Sur un sofa, dans la chambre de Julie du Châtelet, la jeune Huronne, Isanta, était étendue mourante. Près d’elle était assise sa sœur blanche, pâle et abattue, les yeux gonflés de larmes. De temps en temps, elle se levait pour humecter les lèvres desséchées de la jeune fille mourante, ou pour mouiller ses tempes fiévreuses, prévenant, avec une tendre affection, les soins que la malade n’avait plus la force de réclamer. Pendant toute une nuit et une journée, Julie du Châtelet avait, les larmes aux yeux, veillé la jeune fille à l’agonie ; elle avait refusé de prendre du repos ; elle n’avait pas voulu s’éloigner un instant ; et là, dans cette chambre sombre, elle personnifiait bien l’image du dévouement en larmes.

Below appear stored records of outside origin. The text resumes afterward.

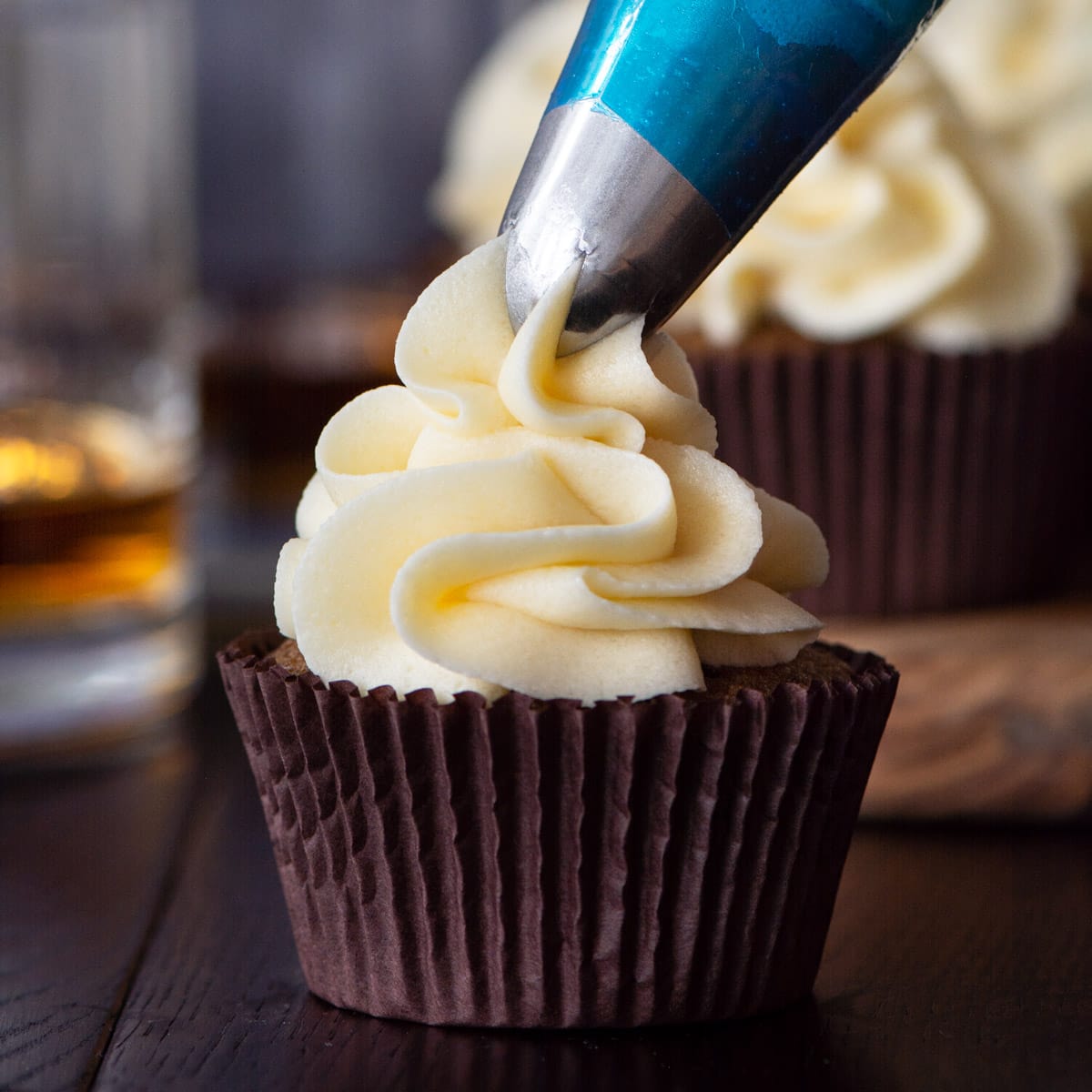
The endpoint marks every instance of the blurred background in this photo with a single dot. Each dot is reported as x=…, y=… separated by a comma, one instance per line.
x=319, y=130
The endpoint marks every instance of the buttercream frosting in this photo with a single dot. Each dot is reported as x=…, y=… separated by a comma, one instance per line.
x=511, y=521
x=1022, y=70
x=909, y=221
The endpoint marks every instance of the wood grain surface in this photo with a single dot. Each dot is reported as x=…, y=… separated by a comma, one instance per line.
x=85, y=863
x=994, y=715
x=135, y=959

Le jour tombait ; les ombres s’allongeaient de plus en plus vers l’est, timides avant-coureurs du crépuscule.

Julie du Châtelet était assise, fixant depuis quelques minutes un dernier rayon de soleil qui avait pénétré dans la chambre par une fente de la jalousie, et se jouait au-dessus du lit de la mourante. Les yeux de la garde-malade suivaient, avec une sorte de fascination, ce jeu de lumière qui la faisait penser à l’auréole dont les peintres entourent la tête des saints ; un sentiment de crainte et de respect s’empara de son âme ; elle en vint à réfléchir qu’elle assistait en ce moment au coucher du soleil qui avait animé la courte carrière de la compagne bien-aimée de son enfance. Peu à peu le rayon s’affaiblit pour disparaître bientôt, et la jeune fille ne put retenir une exclamation de regret.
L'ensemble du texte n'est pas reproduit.